Scope in multithreading

a rather basic question about scope in multithreading:

a = 0.0
Threads.@threads for i in 1:10
    b = fun(i)
    a += b
end

in the above code:

  1. is a global and shared by all threads?
  2. is b local to each thread? i.e. a separate b is maintained inside each thread?

thanks

1 Like
  1. Yes
  2. Yes

Those are true for any loop, actually.

(of course, note that a will be possibly wrongly updated there)

thanks.

what confuses me is that “scope” seems quite different when moving from simple single thread to multi threads… and I cannot found relevant documentations talking specially for this topic…

Not really in that case. Each iteration of the loop creates a new scope, and newly defined variables inside the loop iteration are local. The variables of the outer scope of the loop are shared by the loop iterations. This is the same in both cases.

The problem with the multi-threading there is that the iterations of the loop won’t run necessarily in the same sequence, and maybe try to update a concurrently, so you can get the wrong result, and need to make the access of a safe.

1 Like

it’s expected and not a problem

but this one sounds like a problem. what does “concurrently” mean? does it mean some of the += operations may be interrupted and cannot complete?

if it’s the case, please kindly advise how to “safely” access a. Thanks.

It means that two threads may try to update the variable at the same time, reading from memory the same value, and thus the updates will occur at the same time and the result will be wrong.

This is a simple pattern that does the correct thing:

julia> ntasks = Threads.nthreads()
       at = zeros(ntasks)
       Threads.@threads for it in 1:ntasks
           for i in it:ntasks:100 # simple splitter
               b = sin(i)
               at[it] += b
           end
       end
       a = sum(at)
-0.1271710136604196

julia> sum(sin(i) for i in 1:100)
-0.12717101366041972

The key is to split a into independent variables to be updated by each thread independently, and reduce the result at the end.

But you can also use Floops.jl, ThreadX, Tullio, or other less “manual” strategies for multi-threading.

3 Likes

split-and-reduce sounds good.

what about below? is it correct? is it the “formal” method?

lk = ReentrantLock()
a = 0.0
Threads.@threads for i in 1:10
    b = fun(i)

    lock(lk)
    try
        a += b
    finally
        unlock(lk)
    end
end

It works, but it will be slower (because of the locks).

1 Like

It depends on what you do outside of the code you write.

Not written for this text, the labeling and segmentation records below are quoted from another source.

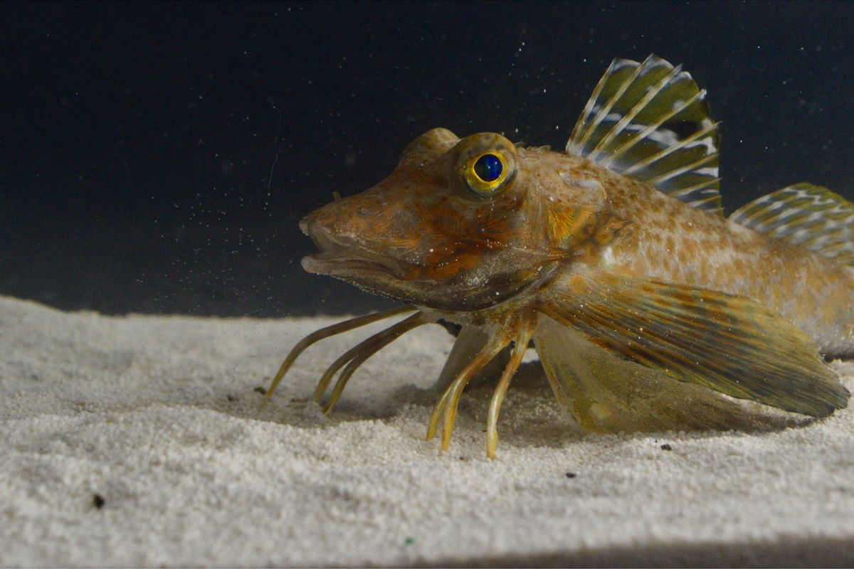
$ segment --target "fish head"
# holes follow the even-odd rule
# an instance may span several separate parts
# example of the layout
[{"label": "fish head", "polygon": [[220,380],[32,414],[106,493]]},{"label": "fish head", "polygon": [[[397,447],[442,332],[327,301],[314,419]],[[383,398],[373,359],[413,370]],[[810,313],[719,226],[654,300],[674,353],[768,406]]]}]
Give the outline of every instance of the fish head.
[{"label": "fish head", "polygon": [[302,219],[320,249],[302,266],[438,310],[504,301],[565,258],[568,232],[589,225],[579,212],[604,206],[604,192],[565,195],[560,157],[496,133],[429,131],[376,186]]}]

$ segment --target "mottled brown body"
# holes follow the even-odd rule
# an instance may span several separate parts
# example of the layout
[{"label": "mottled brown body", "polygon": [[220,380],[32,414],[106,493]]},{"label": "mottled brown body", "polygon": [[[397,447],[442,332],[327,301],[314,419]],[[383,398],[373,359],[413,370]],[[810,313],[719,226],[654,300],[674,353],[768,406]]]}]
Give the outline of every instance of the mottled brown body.
[{"label": "mottled brown body", "polygon": [[601,184],[614,214],[632,222],[600,249],[603,264],[753,299],[807,331],[822,353],[854,355],[850,268],[690,207],[587,159],[560,160],[572,177]]},{"label": "mottled brown body", "polygon": [[489,132],[416,138],[384,180],[301,223],[320,248],[307,270],[411,306],[310,334],[268,397],[313,342],[412,312],[330,365],[325,411],[373,353],[443,320],[462,325],[427,432],[441,427],[444,449],[464,388],[495,362],[494,456],[529,345],[594,431],[752,427],[737,400],[812,417],[845,407],[819,352],[854,355],[854,204],[801,183],[723,218],[705,96],[664,60],[615,60],[565,152]]}]

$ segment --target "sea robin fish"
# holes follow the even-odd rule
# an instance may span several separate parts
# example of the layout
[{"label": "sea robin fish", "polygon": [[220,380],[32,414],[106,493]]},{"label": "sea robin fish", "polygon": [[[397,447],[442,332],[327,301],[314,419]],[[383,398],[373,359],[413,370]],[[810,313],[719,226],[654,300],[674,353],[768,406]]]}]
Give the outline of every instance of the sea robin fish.
[{"label": "sea robin fish", "polygon": [[416,138],[384,180],[300,224],[320,249],[306,270],[408,306],[310,334],[267,398],[315,341],[411,312],[330,366],[325,411],[366,359],[429,322],[459,325],[427,431],[442,427],[445,450],[463,389],[494,360],[494,456],[529,345],[593,431],[728,428],[740,400],[812,417],[845,407],[820,354],[854,355],[854,204],[798,183],[724,218],[705,99],[658,57],[616,60],[564,152],[491,132]]}]

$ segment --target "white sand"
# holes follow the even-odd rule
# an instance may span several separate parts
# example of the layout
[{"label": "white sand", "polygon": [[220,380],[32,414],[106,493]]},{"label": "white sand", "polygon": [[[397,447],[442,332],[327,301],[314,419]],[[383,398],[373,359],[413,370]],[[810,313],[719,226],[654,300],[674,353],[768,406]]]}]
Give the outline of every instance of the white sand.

The following code is data race free (given some other reasonable assumptions like fun(i) does not introduce data races, ok itself is not a closure, etc.):

function ok()
    lk = ReentrantLock()
    a = 0.0
    Threads.@threads for i in 1:10
        b = fun(i)

        lock(lk)
        try
            a += b
        finally
            unlock(lk)
        end
    end
end

On the other hand, the following function has a data race

function bad()
    b = nothing  # added
    lk = ReentrantLock()
    a = 0.0
    Threads.@threads for i in 1:10
        b = fun(i)

        lock(lk)
        try
            a += b
        finally
            unlock(lk)
        end
    end
end

But the ok function is still bad. Don’t use lock for reduction. Also, a is not type stable. So, fun has to be very slow for multi-threading to be beneficial for this code.

FYI, for a more high-level overview, I wrote tutorials like A quick introduction to data parallelism in Julia and Efficient and safe approaches to mutation in data parallelism to make parallelism easy. If you like these tutorials, you can look at How to avoid Box · FLoops to avoid the problems I described above.

It is very important to note that this requires a commutative (and associative) operator. However, parallel reduction only requires associativity and there are many useful non-commutative reductions (e.g., concatenation).

6 Likes

why? isn’t it should be type stable given that b is also Float64?